With all these weapons, it's not surprising that Pseudomonas infections are becoming increasingly drug-resistant. "We knew Pseudomonas is notorious for this," Logan said, which is why she and her colleagues expected to see some increase in resistance, especially in children who are critically ill and receiving antibiotics. "But it's striking how correct we were."
And that's an indication, Logan said, that the use of broader-spectrum antibiotics—such as third- and fourth-generation cephalosporins and fluoroquinolones—could be playing a role in fueling resistance. Because P aeruginosa has developed resistance to so many classes of antibiotic, clinicians have had to expand their antibiotic repertoire, and that in turn is increasing the selection pressure for multidrug- and carbapenem-resistant strains of the bacterium.
"It does seem like it might be reflective of some of our prescribing practices changing over the course of this past decade," Logan said.
Logan noted that she's particularly concerned about rising resistance to carbapenems, which she calls the "last line of defense" for pediatricians. "If we don't have carbapenems, and [Pseudomonas] is resistant to other drugs, then we're going to end up having to use more toxic medications," for the treatment of children.
Public health officials are taking note.
"These are really important data," said Ruth Lynfield, Minnesota state epidemiologist and medical director at the Minnesota Department of Health, noting the large size and nationwide scope of the study. "It's very concerning that we're seeing these increases, and that we have such a high proportion of multidrug-resistant Pseudomonas."
Stewardship could reduce selection pressure
Logan and her colleagues say the findings highlight the need not only for more stringent infection control in pediatric settings but also for antimicrobial stewardship programs. "If you can improve prescribing practices and restrict use of the broad-spectrum antimicrobial agents, you'll reduce that selection pressure issue," Logan explained, because the bacteria won't have to use their resistance mechanisms, which requires energy. "The bacteria don't want to turn on these things if they don't have to."

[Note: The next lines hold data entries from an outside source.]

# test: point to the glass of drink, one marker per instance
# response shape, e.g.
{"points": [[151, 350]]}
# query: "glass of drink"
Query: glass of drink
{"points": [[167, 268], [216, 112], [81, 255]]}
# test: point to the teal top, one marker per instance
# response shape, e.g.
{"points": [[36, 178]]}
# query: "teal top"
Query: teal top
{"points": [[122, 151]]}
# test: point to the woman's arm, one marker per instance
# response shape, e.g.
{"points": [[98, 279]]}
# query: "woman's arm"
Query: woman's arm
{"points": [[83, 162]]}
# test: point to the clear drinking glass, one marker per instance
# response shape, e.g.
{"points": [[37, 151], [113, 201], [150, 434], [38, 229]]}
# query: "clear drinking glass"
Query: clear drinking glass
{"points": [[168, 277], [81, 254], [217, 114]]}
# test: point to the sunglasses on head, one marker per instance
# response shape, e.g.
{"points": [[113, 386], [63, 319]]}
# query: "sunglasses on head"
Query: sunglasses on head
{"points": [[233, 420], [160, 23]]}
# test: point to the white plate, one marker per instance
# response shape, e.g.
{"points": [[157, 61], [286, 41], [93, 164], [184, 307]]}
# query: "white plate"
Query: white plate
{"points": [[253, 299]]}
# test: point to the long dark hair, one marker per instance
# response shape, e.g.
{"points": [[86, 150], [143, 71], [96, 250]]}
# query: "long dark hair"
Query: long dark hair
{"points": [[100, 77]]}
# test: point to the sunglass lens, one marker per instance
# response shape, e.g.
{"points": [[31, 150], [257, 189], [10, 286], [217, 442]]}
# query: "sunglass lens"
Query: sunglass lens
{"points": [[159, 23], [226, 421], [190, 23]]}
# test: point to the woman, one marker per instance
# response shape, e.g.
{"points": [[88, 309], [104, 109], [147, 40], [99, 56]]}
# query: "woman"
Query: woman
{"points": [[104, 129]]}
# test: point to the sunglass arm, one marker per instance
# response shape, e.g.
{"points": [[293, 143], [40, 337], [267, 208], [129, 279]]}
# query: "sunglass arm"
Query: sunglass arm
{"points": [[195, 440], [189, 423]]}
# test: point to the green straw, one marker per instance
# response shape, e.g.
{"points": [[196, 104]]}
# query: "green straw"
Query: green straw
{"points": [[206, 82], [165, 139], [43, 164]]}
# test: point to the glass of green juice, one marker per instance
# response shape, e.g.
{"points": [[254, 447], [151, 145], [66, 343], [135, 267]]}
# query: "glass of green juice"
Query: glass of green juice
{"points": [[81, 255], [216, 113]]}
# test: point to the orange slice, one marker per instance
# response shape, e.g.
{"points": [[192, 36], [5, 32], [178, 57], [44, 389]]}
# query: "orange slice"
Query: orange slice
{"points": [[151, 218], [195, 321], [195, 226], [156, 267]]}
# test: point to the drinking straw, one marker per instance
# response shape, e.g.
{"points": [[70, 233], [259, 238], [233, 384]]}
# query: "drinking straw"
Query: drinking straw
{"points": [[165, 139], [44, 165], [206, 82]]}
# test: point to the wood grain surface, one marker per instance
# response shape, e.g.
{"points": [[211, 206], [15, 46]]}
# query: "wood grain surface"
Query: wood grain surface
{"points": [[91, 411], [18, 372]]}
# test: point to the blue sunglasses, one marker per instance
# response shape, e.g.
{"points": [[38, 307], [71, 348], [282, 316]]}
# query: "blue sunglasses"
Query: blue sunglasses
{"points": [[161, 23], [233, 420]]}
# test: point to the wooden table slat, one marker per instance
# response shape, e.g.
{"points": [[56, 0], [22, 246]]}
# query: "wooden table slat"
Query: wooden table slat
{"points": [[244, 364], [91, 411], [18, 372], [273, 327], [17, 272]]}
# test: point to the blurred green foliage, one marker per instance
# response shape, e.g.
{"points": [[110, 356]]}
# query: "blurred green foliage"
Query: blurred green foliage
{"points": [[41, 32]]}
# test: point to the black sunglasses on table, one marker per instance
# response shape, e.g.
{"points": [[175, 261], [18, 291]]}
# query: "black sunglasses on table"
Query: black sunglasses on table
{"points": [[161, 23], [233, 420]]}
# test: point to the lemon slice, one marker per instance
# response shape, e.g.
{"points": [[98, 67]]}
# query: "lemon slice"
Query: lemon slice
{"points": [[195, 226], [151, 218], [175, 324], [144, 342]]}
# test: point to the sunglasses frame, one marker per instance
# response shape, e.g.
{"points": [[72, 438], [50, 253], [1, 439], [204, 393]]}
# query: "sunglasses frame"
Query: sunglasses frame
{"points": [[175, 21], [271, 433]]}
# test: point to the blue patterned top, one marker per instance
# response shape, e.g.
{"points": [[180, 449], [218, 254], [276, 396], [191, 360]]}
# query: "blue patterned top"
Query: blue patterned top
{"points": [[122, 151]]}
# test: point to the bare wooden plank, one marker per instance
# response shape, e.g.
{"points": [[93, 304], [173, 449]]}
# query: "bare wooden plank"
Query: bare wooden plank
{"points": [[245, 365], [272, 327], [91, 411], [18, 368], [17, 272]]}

Stewardship, the study authors add, would be helped by the widespread adoption of rapid molecular diagnostic tests in healthcare facilities, which could guide more accurate antibiotic treatment by quickly indicating to physicians which antibiotics an infection has developed resistance against.
They also say the study indicates the need for more bacterial surveillance, a point echoed by Lynfield. "This is something I think we need to track and monitor, in order to target where we should put in stronger approaches to antibiotic stewardship and infection control," she said.
According to the CDC, an estimated 51,000 healthcare-associated P aeruginosa infections, and roughly 400 deaths, occur each year in the United States. More than 6,000 (13%) of these infections are drug resistant.